Let $f:\mathbb R \to \mathbb C$ be $2\pi$ periodical and integrable over $[0,2\pi]$, and the fourier coefficients $(c_{k})_{k\in\mathbb Z}$ , whereby $c_{k}=0$ $\forall k \in \mathbb Z$.
Show that a Lebesgue Null Set $\nu \subset \mathbb R$ exists, such that $f(x)=0$ $\forall x \in([0,2\pi]-\nu), $ in other words $\forall x \in \nu^{c}$.
I have a tough time with the existence of null set $\nu$, let alone the importance thereof. I mean if $c_{k}=0$ $\forall k \in \mathbb Z$, then $(Ff)(x):=\sum^{\infty}_{k=-\infty} c_{k}e^{ikx}=\sum^{\infty}_{k=-\infty} 0e^{ikx}=0$, so therefore $f(x)=0$ $\forall x\in \mathbb R$. What significance does the Null Set $\nu$ have?

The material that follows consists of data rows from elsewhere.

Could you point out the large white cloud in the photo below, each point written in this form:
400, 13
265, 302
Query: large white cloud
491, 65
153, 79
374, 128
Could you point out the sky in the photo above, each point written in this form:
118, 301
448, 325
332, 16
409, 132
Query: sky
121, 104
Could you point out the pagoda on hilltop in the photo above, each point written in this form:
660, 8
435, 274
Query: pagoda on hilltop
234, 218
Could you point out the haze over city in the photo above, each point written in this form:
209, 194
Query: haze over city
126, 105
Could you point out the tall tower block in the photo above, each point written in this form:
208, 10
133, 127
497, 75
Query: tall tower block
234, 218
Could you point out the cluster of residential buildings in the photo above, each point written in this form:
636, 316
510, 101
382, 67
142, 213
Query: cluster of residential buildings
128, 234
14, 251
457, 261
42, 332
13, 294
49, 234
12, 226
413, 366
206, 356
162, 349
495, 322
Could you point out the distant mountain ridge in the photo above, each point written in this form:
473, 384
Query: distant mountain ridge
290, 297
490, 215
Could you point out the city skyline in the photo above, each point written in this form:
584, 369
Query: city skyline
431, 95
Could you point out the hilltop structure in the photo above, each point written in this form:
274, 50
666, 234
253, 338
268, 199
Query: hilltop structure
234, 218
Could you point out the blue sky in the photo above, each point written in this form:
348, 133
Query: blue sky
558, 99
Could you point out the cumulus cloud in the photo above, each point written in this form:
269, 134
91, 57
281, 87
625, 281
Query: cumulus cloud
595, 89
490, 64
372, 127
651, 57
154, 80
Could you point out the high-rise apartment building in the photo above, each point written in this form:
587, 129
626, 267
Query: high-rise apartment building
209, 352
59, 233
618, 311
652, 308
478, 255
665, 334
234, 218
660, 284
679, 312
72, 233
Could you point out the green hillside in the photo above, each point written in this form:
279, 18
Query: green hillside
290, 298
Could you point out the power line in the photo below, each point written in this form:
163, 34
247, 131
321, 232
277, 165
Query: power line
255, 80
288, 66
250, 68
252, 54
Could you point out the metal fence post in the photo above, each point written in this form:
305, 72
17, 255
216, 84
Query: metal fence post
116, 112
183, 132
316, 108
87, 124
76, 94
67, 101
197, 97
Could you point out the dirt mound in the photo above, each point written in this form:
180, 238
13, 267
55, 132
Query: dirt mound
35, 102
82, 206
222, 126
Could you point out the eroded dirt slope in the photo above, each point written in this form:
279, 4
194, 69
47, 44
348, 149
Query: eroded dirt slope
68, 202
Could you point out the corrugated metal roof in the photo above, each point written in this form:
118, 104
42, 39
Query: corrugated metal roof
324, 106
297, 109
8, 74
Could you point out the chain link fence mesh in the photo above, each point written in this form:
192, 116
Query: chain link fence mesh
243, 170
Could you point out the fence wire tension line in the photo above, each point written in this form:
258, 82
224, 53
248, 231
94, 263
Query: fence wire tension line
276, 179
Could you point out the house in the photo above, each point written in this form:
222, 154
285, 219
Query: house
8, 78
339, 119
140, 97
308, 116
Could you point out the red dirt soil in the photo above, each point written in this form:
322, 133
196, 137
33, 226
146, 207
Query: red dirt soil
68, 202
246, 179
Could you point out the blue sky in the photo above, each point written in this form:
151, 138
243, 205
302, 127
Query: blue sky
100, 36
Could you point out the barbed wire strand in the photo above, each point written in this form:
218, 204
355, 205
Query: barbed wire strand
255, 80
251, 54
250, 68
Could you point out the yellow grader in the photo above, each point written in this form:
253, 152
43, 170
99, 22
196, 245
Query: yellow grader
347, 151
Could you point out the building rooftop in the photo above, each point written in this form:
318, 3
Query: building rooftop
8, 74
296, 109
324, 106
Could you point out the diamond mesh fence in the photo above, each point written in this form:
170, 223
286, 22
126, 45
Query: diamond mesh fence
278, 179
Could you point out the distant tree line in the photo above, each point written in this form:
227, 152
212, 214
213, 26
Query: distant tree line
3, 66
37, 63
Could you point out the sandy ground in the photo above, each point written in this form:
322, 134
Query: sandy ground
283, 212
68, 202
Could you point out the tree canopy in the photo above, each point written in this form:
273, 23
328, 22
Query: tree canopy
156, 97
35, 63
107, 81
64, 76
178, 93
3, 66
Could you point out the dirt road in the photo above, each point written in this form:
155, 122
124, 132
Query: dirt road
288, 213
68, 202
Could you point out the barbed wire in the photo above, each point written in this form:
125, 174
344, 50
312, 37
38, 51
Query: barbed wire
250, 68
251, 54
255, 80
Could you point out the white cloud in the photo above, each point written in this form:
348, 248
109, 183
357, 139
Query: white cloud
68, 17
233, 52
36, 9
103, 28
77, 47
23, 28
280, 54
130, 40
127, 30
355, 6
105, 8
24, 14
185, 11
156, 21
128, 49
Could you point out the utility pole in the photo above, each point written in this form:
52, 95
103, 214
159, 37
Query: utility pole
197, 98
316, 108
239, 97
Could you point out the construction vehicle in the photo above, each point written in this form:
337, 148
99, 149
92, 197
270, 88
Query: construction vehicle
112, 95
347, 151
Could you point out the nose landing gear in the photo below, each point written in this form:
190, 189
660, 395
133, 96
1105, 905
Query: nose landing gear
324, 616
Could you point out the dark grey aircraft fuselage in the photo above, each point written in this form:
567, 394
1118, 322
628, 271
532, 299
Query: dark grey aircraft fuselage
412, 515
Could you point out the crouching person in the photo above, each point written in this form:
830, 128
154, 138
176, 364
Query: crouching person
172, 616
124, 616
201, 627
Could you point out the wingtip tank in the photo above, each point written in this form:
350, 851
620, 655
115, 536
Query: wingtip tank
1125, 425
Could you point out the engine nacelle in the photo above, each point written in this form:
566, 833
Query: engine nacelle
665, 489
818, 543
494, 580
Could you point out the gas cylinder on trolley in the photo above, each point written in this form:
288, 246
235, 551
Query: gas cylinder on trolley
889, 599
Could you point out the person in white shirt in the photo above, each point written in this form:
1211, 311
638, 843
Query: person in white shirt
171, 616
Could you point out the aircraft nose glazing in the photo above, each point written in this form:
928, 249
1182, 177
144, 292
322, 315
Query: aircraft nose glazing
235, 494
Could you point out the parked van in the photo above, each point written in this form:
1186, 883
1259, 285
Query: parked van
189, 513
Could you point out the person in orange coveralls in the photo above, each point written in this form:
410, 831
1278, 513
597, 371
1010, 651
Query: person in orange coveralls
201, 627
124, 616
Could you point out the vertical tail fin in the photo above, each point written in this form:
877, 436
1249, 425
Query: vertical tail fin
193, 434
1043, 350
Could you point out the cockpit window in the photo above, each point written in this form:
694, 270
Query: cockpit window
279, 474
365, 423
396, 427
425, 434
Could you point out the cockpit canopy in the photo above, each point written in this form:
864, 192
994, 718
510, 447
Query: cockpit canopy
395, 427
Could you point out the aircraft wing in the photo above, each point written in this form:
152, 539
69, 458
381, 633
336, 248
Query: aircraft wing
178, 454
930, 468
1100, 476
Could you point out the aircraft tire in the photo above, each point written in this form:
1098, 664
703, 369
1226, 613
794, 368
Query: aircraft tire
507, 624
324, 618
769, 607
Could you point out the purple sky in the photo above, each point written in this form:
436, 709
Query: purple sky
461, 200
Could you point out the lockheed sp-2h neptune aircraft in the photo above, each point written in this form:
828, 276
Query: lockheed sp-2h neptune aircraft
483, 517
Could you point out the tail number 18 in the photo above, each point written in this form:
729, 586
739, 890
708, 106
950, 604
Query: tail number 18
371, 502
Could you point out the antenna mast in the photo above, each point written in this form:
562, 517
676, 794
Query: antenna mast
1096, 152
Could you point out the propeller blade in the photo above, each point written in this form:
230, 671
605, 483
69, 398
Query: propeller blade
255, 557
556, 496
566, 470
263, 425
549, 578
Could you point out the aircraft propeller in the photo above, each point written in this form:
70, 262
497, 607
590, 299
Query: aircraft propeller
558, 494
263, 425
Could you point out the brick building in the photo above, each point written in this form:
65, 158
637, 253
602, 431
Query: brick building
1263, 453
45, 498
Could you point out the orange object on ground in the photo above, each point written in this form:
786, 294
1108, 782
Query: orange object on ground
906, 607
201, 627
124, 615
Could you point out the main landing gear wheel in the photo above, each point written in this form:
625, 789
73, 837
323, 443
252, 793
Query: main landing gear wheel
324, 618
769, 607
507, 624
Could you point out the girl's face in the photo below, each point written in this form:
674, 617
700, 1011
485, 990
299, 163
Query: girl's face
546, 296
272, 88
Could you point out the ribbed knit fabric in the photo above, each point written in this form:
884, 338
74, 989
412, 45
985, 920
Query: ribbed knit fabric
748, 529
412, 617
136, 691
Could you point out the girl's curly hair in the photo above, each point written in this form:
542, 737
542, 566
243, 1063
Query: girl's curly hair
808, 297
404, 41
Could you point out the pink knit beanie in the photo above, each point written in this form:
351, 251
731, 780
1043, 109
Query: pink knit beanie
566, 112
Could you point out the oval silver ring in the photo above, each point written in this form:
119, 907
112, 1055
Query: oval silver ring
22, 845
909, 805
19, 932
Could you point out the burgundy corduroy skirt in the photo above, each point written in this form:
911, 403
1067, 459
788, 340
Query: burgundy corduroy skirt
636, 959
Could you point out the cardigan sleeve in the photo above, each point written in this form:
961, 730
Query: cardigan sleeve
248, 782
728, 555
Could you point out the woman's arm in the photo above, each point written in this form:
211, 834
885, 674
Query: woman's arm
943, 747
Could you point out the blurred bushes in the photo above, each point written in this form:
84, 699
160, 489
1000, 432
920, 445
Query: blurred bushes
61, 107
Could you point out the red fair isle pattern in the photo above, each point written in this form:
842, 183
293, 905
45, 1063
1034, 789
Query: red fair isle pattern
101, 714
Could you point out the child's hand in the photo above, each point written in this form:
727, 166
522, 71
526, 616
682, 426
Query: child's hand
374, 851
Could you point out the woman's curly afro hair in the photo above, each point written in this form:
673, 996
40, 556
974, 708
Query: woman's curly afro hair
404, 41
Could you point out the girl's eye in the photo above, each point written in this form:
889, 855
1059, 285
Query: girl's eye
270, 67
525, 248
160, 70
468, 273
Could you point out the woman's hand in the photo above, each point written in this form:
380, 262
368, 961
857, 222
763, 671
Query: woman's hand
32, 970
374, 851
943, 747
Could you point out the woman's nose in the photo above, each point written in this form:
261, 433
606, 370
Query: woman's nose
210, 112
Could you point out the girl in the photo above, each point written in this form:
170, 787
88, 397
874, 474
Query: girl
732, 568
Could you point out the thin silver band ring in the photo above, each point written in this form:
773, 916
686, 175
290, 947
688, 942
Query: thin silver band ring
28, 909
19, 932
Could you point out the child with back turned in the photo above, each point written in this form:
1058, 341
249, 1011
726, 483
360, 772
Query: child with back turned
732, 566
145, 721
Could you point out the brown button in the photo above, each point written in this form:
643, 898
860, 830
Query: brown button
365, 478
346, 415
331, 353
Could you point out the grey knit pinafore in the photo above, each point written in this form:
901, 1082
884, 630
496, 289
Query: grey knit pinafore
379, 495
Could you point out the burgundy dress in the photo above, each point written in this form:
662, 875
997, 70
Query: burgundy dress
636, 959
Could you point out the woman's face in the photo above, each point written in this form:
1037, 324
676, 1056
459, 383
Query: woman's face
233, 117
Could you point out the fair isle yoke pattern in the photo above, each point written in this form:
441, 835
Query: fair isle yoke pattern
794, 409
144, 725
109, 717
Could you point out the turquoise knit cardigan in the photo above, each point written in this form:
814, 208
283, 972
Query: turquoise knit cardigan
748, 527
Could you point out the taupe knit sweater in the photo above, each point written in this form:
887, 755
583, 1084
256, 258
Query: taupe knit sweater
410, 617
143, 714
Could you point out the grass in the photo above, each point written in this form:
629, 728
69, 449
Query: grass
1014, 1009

Hint: If $\hat f(k)=0$ for all $k,$ then
$$\int_0^{2\pi} f(t)p(t)\,dt=0$$
for all trigonometric polynomials $p.$ Because trigonometric polynomials are dense in the continuous $2\pi$-periodic functions (with respect to the sup-norm on $[0,2\pi]),$ we have
$$\int_0^{2\pi} f(t)g(t)\,dt=0$$
for every continuous $2\pi$-periodic function $g.$ This will lead to
$$\int_0^{2\pi} |f(t)|\,dt=0$$
if you invoke some well known theorems in measure theory.